Two civilians holding guns walk on a street in the Zamalek neighborhood of Cairo on Friday. Manoocher Deghati / AP Photo
Two civilians holding guns walk on a street in the Zamalek neighborhood of Cairo on Friday. Manoocher Deghati / AP Photo

Guns in the hands of civilians compound Egypt's crisis



CAIRO // When the shooting started in the island of Zamalek, echoing round the intricate masonry and chichi boutiques, people were horrified that Egypt's violence had penetrated even this upscale enclave.
Medhat Farouq, a middle-aged man who was working on Friday in a money exchange shop, looked up to the October 6 overpass which sweeps over the expensive bookshops and sushi bars, and saw thousands of demonstrators pouring into the city centre.
They were cheering for deposed president Mohammed Morsi and, among the many sticks and knives they carried, Mr Farouq said he saw half a dozen firing automatic weapons. Looking further up, he saw residents leaning out of their balcony windows, firing pistols into the crowd.
The violence that has engulfed Egypt in the past week has brought weapons on to the streets of the capital - in the hands of civilians - in a way that people say they have never seen before, and that shows signs of escalating.
The fighting which raged in neighbourhoods across city on Friday was not contained by the regiments of soldiers and police on the streets.

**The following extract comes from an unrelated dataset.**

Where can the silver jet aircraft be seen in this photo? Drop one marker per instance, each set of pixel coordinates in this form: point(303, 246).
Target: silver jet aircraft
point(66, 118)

Residents took matters into their own hands, and in a development unlikely to calm the situation, several said that they now want armed civilians on the streets for protection.
In the posh Garden City area across the Nile river from Zamalek, residents said that hundreds of pro-Morsi demonstrators came into the neighbourhood late on Friday afternoon, pushed back by police from a nearby area where several foreign embassies are located.
"They were attacking people with automatic machine guns," said Shezli Nour, 41, a doorman for an apartment building. He estimated he saw 25 people carrying weapons. "It was like a massacre. I've been living here for 12 years and I've never seen anything like this - we didn't know who was shooting whom."
He said that he and thousands of other local residents, mustering sticks and knives, drove the throng back. But, if he had had a gun, he said he would have fired it. "If the situation continues, the people will try to protect themselves," he said. "What will a stick do in front of a machine gun?"
He added that the authorities were not currently issuing gun licences, but that he planned to buy one on the black market, estimating the cost at about 700 Egyptian pounds (Dh368).
Similar "popular committees", once seen on the streets during the upheaval in 2011 as president Hosni Mubarak fell, have reappeared in force all over Cairo. Where the committees really do consist of local people monitoring activity in the neighbourhood, on the whole people welcomed them.
Nasr Mohamed, 35, and his colleague Ramadan Farag, 21, waited in vain for customers at a small hardware store downtown. They said that in their area of Mohandisseen in the west of Cairo, there was non-stop shooting for hours on Friday.
"It's very terrible, it's very new and we never had weapons before like this," Mr Farag said. He blamed the Muslim Brotherhood for the majority of the violence. But in the chaos, the two said that there were also armed groups, not from the neighbourhood, who were setting up fake checkpoints, and robbing people and threatening them.
As police were nowhere to be seen in the melee, they were grateful for friends and neighbours on the streets - a few of them armed - to keep them safe.
"They were dealing with people respectfully and cheerfully," Mr Farag said.
However, not everyone thought carrying a gun would help their situation. Mr Farouq, the exchange-shop employee in Zamalek, said that he would never contemplate buying a weapon.
"Carrying a gun is dangerous!" he said. "Maybe I would get angry with someone, and just pull out my gun and shoot them."